Act, 1956. The only contention that has to be addressed in this Petition as

canvassed before us is that section 18 of the Act could not have been invoked by

the competent authority in the fact situation of the present case, in as much as

the FIR registered against the Petitioner is only in respect of offence under

2 wp2436.10

section 3,4, 5 and 6 of the Act of 1956 and section 292 read with 34 of I.P.C.

This argument is pressed on the basis of the reference made to section 7 of the

Act in section 18 thereof. The argument though attractive deserves to be

stated to be rejected. It clearly overlooks the assertion made by the Respondents

in paragraph-5 of the reply affidavit, which reads thus:

"5. I say that the notice was issued by the respondent No.2 dated 7.5.2010 to the petitioner as per the application filed by the my

police Station on 6.4.2010 to initiate action under Section 18(1) of the PITA as the premises, which was used in the above mentioned

offence is situated within the 200 mtrs of the public place as the said premises situated nearby to the Maruti Temple at East side of

the premises and there is nearby one hospital namely Shradha Clinic and Dr. Patil's Hospital and apart from that there is on Bal Vikas Anganwadi are also existence within 200 mtrs. Therefore, the above mentioned property fall under the public place as per the Sec. 2(c) of the PITA which is required to be raid which Section 7 r/w.

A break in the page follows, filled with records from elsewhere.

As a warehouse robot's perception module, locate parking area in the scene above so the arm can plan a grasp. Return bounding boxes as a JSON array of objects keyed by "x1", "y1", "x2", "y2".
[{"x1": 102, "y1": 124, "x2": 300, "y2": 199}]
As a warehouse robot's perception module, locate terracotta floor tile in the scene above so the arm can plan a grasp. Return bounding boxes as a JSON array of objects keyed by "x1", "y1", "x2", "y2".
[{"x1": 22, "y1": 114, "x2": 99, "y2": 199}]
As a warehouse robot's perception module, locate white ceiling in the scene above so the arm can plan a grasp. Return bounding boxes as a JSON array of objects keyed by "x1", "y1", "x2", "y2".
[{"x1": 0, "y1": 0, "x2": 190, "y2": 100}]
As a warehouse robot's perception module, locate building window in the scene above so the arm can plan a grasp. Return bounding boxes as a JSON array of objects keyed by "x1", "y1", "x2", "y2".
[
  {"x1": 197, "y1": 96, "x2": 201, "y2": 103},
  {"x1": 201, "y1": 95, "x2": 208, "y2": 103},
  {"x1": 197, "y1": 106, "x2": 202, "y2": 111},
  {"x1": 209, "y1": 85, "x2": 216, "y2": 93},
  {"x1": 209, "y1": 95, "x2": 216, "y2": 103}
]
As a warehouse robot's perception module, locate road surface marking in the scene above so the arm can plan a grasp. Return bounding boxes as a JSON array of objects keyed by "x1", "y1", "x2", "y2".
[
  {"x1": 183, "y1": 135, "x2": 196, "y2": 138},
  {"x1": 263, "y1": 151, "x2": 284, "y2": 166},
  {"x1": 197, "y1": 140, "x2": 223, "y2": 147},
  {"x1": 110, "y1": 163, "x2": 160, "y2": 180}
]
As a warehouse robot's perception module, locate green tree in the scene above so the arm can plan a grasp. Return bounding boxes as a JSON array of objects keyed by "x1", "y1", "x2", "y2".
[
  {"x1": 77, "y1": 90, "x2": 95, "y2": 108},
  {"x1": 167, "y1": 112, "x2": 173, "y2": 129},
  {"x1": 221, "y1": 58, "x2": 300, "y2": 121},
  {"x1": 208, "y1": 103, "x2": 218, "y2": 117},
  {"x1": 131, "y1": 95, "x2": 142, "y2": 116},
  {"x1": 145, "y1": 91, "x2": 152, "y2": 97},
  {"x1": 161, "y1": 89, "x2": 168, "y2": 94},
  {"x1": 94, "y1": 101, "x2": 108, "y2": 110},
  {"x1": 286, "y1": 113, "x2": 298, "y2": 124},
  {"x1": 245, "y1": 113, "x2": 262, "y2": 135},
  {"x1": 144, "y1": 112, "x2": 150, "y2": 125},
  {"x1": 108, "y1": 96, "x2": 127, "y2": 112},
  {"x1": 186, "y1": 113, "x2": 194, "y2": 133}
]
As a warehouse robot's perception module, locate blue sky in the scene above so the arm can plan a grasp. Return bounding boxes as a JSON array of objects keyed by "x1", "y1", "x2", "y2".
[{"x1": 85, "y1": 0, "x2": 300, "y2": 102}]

Sec. 18, 20 and 22 of the PITA, which clearly clarified that the order passed by the Respondent No.2 is proper and the said

preventive action was just necessary."

The factual position so stated on affidavit by the Respondents is not challenged

before us. Going by the said position, it would necessarily follow that the

premises, in respect of which action under section 18 of the Act has been taken

by the competent authority, are falling within the area specified by section 7(1)

of the Act. The fact that the FIR does not specifically refer to the offence under

section 7 of the Act or that the chargesheet also makes no reference to the said

3 wp2436.10

section, would not extricate the mandate of section 18 of the Act, which applies

to all the premises which are falling within the area specified in section 7(1) of

the Act.

3. We are in agreement with the submission of the learned APP that as soon

as it is noticed by the Magistrate that the premises falling under the specified

area under section 7(1) of the Act are being used for the illegal activities

covered by the Act of 1956, by virtue of sub-section 1 of section 18 of the Act,

it is open to the competent authority, much less obligatory on the part of the

competent authority to immediately initiate action specified thereunder. The

distinction between the sweep of sub-section 2 and sub-section 1 of section 18

of the Act has been noticed by the Division Bench of our High Court in the case

of Sunny Kamalsingh Mathur vs. Office of Commissioner of Police for Greater

Mumbai and ors. reported in 2009 CRI.L.J. 1465. In the penultimate paragraph

of the said decision, the Court has observed that power under sub-section 1 of

section 18 is preventive in nature and can be exercised by a Magistrate by

issuing show cause notice to the person concerned and upon recording his

satisfaction about the necessity of taking action under section 18 of the Act. If

recourse is taken to such measures, the only enquiry that remains to be

undertaken is whether the premises are covered within the area specified under

4 wp2436.10

sub-section 1 of section 7 of the Act. In the present case the premises are falling

within the area specified by Section 7 of the Act. Further, insofar as the

Petitioner before us is concerned, he claims to be an occupier of the premises.

As against the occupier, the competent authority would be free to invoke action

specified under clause (a) of his eviction from the premises in question.

4. The learned APP on instruction states that the Investigating Officer would

take corrective measures forthwith, so that charge against the Petitioner is also

framed in respect of the offence punishable under section 7 of the Act by taking

out appropriate application before the concerned court. We keep all questions in

that behalf open.

5. Considering the above, there is no merit in this Petition. The same is

rejected.

         (A.P.BHANGALE, J.)                            (A.M.KHANWILKAR, J.)